Tuesday, May 09, 2006

Cisco hits the ball out of the park!

Cisco Systems put in stellar results even though profit was mostly flat as stock-compensation expenses and costs tied to its acquisition of Scientific-Atlanta offset an 18% jump in sales. Their share price jumped in after hours trading.

Revenue rose 18% to $7.32 billion from $6.19 billion a year earlier. Part of the boost in sales came from their February acquisition of set-top box maker Scientific-Atlanta, which Cisco said contributed $407 million in sales.

Cisco also benefited from steady strength in its basic businesses. The world's largest maker of networking gear said its router sales increased to $1.5 billion, up 5% from the prior quarter. Sales of switching equipment grew an unexpectedly strong 13% from the prior quarter to $2.69 billion.
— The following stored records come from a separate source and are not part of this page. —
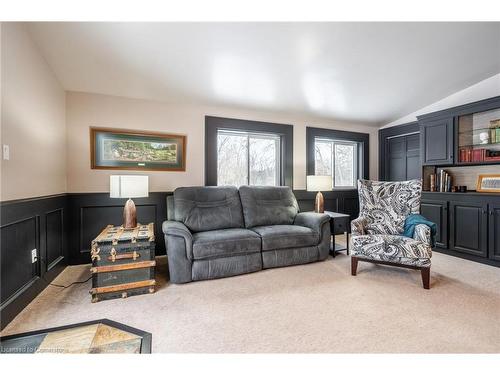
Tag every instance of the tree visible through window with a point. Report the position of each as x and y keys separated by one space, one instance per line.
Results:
x=337 y=159
x=248 y=158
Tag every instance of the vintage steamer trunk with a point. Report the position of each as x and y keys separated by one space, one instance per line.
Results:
x=123 y=262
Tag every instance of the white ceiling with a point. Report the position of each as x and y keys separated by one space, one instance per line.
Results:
x=370 y=72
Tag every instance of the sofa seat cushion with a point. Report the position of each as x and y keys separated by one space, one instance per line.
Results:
x=225 y=242
x=391 y=248
x=286 y=236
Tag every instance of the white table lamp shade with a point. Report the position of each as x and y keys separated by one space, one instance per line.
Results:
x=128 y=186
x=319 y=183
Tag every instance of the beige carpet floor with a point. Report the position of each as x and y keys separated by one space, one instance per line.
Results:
x=317 y=307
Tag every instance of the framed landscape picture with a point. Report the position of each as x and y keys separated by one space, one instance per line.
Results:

Cisco's acquisition of Scientific Atlanta is looking like a superb bet as has been their transition towards the consumer sector with Linksys etc. Cisco has retained a positive outlook and expects revenues to climb 18% to 21% in their next quarter from a year ago, to $7.8 billion to $7.95 billion. Excluding revenue from Scientific-Atlanta, sales should rise 10% to 12.5% over a year ago.

Cisco is also benefitting from a strong corporate order book and with the continued proliferation of broadband, Cisco's networking gear will benefit from a rising tide for a while to come. Dell should study Cisco's strategy as a solid case study in how to change direction from selling only to corporates to successfully transitioning to the consumer sector as well.